From his first days as commander in chief, the drone has been President Barack Obama’s weapon of choice, used by the military and the CIA to hunt down and kill the people his administration has deemed — through secretive processes, without indictment or trial — worthy of execution. There has been intense focus on the technology of remote killing, but that often serves as a surrogate for what should be a broader examination of the state’s power over life and death. The cutting edge journalistic team at The Intercept expose the shocking dystopian powers the United States and President Obama in particular have so roundly abused. The Democratic president, they say, has gotten away with crimes and repressive policies that liberals never would have let a Republican carry out. In 2015 alone, the U.S. dropped at least 23,144 bombs on six Muslim-majority countries, many in which it has not officially declared war. Among the many revelations in the book is that during a five-month period in a U.S. program in northeastern Afghanistan called Operation Haymaker, almost 90 percent of people killed in drone strikes were not the intended targets.

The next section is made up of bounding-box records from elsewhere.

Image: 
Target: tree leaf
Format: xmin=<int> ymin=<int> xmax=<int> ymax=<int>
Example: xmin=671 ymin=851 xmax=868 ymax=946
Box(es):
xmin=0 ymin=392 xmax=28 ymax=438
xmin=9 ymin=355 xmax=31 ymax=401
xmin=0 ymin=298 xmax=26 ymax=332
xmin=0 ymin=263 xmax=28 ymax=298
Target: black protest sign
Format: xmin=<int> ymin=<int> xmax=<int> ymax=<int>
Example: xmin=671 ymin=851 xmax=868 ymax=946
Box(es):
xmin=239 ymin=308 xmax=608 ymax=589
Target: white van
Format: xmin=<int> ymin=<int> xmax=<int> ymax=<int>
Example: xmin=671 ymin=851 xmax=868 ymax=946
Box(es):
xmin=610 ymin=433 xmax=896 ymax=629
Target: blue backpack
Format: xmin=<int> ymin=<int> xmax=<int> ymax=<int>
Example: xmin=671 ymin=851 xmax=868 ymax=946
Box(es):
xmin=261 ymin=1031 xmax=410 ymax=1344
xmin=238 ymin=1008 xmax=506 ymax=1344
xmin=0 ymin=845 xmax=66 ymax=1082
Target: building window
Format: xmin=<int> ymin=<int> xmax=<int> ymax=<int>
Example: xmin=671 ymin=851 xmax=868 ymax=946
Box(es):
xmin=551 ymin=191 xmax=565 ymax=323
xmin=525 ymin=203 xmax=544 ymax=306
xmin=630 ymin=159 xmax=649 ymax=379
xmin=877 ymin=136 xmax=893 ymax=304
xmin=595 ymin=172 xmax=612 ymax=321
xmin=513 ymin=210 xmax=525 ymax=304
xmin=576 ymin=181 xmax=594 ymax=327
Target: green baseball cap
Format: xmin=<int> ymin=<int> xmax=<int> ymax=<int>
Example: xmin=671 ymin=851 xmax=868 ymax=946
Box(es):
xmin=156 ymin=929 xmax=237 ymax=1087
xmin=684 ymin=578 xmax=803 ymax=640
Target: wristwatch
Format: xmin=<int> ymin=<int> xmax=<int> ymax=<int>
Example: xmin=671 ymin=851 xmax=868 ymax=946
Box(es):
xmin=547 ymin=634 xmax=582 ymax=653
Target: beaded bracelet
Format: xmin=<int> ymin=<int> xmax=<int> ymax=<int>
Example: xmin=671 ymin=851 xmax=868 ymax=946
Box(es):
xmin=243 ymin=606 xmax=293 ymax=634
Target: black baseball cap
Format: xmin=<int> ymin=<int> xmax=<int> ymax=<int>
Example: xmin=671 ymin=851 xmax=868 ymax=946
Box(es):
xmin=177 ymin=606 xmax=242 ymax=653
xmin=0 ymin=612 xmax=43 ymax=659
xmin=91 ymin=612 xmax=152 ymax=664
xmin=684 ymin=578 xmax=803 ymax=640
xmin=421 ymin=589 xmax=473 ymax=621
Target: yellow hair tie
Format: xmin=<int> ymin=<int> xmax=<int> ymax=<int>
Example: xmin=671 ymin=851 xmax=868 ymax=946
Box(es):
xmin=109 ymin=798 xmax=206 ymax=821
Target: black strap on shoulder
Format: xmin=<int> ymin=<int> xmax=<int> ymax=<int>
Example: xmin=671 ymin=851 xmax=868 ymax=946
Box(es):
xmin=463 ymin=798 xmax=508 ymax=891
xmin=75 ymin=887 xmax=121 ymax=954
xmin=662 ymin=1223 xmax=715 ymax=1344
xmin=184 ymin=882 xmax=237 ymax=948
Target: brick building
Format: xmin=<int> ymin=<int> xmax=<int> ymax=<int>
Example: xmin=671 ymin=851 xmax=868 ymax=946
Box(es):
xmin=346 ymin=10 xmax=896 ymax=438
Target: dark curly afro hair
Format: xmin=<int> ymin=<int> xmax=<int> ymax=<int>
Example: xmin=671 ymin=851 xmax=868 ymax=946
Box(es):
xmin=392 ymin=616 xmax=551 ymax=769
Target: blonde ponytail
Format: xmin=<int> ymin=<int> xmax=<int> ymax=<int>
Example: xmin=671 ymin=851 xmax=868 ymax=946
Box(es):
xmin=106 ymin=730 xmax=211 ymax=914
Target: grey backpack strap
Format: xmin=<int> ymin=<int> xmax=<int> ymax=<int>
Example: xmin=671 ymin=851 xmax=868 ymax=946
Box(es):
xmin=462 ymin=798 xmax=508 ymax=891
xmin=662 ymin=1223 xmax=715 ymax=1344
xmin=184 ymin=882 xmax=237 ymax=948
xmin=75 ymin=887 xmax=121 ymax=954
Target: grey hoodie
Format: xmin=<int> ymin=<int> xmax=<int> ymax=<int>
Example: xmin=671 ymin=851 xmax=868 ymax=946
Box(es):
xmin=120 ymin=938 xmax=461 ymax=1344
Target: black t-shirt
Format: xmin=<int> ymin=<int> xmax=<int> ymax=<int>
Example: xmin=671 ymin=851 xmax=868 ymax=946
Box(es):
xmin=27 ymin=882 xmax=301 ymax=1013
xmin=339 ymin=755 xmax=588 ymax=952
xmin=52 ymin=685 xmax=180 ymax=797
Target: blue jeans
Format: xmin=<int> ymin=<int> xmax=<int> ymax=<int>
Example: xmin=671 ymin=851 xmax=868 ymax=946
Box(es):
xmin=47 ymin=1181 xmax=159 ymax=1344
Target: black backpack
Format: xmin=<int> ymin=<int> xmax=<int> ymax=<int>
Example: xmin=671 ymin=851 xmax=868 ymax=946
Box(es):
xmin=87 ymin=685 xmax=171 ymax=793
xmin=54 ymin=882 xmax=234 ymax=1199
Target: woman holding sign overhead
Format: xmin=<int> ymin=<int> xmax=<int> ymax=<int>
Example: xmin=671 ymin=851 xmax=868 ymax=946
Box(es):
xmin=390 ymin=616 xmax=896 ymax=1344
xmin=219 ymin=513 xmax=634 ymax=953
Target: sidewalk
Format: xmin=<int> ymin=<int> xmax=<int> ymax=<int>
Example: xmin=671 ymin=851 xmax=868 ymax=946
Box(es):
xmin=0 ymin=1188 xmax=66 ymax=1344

Kill Chain: Drones and the Rise of High-Tech Assassins explores a subject of deep and enduring fascination, assassination by drones. It is a page-turning narrative on the history of drone warfare by the acclaimed author of Rumsfeld, exploring how this practice emerged, who made it happen, and the real consequences of targeted killing
In his new book A Theory of the Drone moral philosopher Gregoire Chamayou describes the killer drone as “a dream of a weapon” resulting in confrontation without combat, no prisoners and no sure expectation of victory. It is essential reading for anyone wanting to understand the rise of Islamic State aka ISIS and the West’s disastrous, counterproductive responses to the rise of Islamic fundamentalism sweeping the world. Drone warfare has raised profound moral, ethical and legal questions. Not since debates over nuclear warfare has an American military strategy been the subject of such worldwide concern over the development of increasingly inhumane forms of warfare.